DOJ Issues Final Rule to Help DEA Control Dangerous Drugs
If DEA believes that that a particular opioid or a particular company's opioids are being diverted for misuse, the rule allows DEA to reduce the amount that can be produced in a given year.
The U.S. Department of Justice this week announced a final rule aimed at improving the Drug Enforcement Administration's ability to control the diversion of dangerous drugs in the midst of the national opioid crisis. Announced in April by Attorney General Jeff Sessions, the final rule establishes that DEA will take into consideration the extent that a drug is diverted for abuse when it sets its annual opioid production limits.

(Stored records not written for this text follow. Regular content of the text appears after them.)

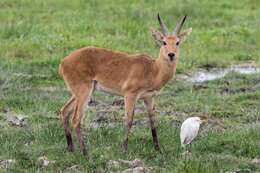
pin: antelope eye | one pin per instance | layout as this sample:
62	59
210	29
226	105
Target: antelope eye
164	43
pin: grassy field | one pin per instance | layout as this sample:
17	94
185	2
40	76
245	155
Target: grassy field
36	35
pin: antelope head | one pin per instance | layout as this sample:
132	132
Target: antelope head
170	42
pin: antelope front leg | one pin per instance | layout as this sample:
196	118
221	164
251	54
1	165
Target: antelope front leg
128	119
151	113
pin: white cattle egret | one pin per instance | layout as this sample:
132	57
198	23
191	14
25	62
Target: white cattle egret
189	129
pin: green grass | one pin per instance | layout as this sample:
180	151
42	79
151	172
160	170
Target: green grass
36	35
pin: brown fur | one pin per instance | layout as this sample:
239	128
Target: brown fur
135	77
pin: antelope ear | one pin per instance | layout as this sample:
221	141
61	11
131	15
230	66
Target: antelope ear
183	35
157	35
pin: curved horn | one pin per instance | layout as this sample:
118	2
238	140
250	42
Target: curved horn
163	26
179	25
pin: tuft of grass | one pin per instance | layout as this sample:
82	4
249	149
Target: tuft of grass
36	35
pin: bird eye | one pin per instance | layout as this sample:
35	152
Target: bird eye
164	43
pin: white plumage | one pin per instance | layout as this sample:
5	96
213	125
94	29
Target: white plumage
189	130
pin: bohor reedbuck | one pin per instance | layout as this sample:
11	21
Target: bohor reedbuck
133	76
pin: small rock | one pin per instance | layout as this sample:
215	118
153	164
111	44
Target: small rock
44	161
73	168
134	163
16	120
256	161
137	163
102	116
3	110
92	103
6	163
113	164
138	110
137	170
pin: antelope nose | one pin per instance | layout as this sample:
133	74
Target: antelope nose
171	55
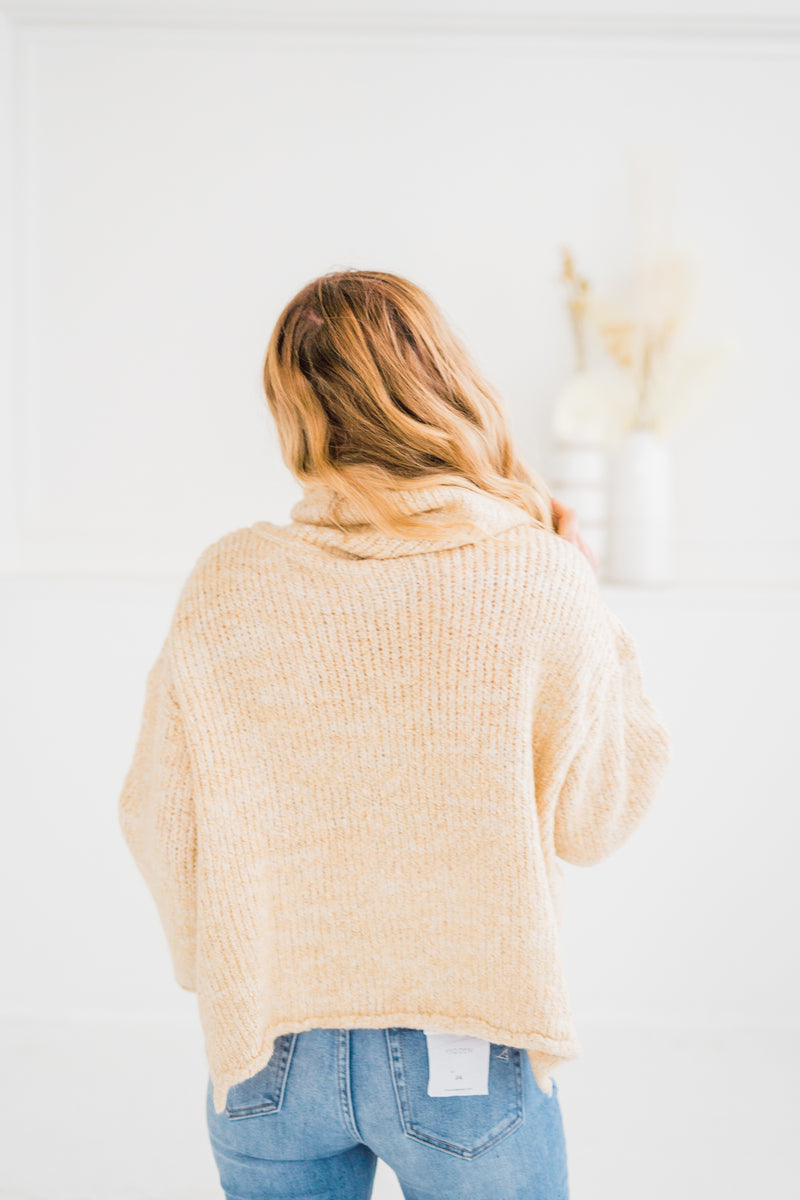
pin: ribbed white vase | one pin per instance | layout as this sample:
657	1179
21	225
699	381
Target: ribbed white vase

If DEA believes that that a particular opioid or a particular company's opioids are being diverted for misuse, this allows DEA to reduce the amount that can be produced in a given year. These revised limits will encourage vigilance on the part of opioid manufacturers, help DEA respond to the changing drug threat environment, and protect the American people from potentially addictive drugs while ensuring that the country has enough opioids for genuine medical, scientific, research and industrial needs.
"The opioid epidemic that we are facing today is the worst drug crisis in American history," Sessions said. "To help end it, DEA must make sure that we prevent diversion and abuse of prescription opioids. Today's new rule, by taking diversion of these opioids into account, will allow the DEA to be more responsive to the facts on the ground. More importantly, it will help us stop and even prevent diversion from taking place. The American people can be confident that we are now better equipped to protect them from dangerous drugs and that this rule brings us one step closer to finally ending this unprecedented crisis."

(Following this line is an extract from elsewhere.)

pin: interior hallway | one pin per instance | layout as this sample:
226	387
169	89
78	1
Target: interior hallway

"These common-sense actions directly respond to the national opioid epidemic by allowing DEA to use drug diversion as a basis to evaluate whether a drug's production should be reduced," added DEA Acting Administrator Uttam Dhillon. "This also opens the door for increased communication and better information sharing between DEA and individual states, as we work together to address the opioid problem plaguing our country."